Filed under random musings

Sometimes it’s hard to fathom how deep this hole of a financial crisis goes. For me, I’ve been reading about doom and gloom for weeks now and through the bulletins know about bailout plans, capital injection and what this means for the markets… Still when somebody comes up with a figure like 700 billion US dollars or a phrase like “trillions have been lost over the past few days” - it’s just really hard to get your head around these figures.

Of course, economists and experts say that because we’ve just had some boom times, what’s happening to the market is taking a while to trickle down the ordinary folk. But trickle down it will, in fact, some are likening what’s to come to a tsunami. We’re already seeing the foreclosures in the States and back here at home the sad plight of retirees who lost their life savings unwittingly investing in Lehman Brothers.

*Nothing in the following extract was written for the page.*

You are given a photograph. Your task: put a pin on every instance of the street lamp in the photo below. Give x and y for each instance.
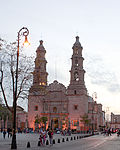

Where I’m feeling it the most is in my portfolio which has gone down by over 30 percent on paper. I’m just holding my breath and waiting it out… But I can’t help remembering that it’s a real privilege that I can do so, that I had set this money aside for investment purposes and have other savings that I can tap on for emergencies. Frankly, I can’t begin to understand what it must be like for those retiring or about to retire, seeing their nest egg wiped out like that.

I’m no expert on economics, but sometimes I wonder whether one of the reasons why we’re in this situation today is the greater cultural shift to a greed based, instant gratification society. A few years ago, my mother, who is now a retired junior college teacher pointed out a difference in the students she had taught over the decades; when she asked them what they wanted the most from their jobs previously, they said the most important thing would be to help others, as she neared retirement, most of them had one word for her: money. I encountered this impulse myself when I was nearing graduation in the States, a lot of my peers were going to luxe interviews for investment banks on Wall Street and talk on the senior campus was thick with whether JP Morgan or Goldman Sachs paid better.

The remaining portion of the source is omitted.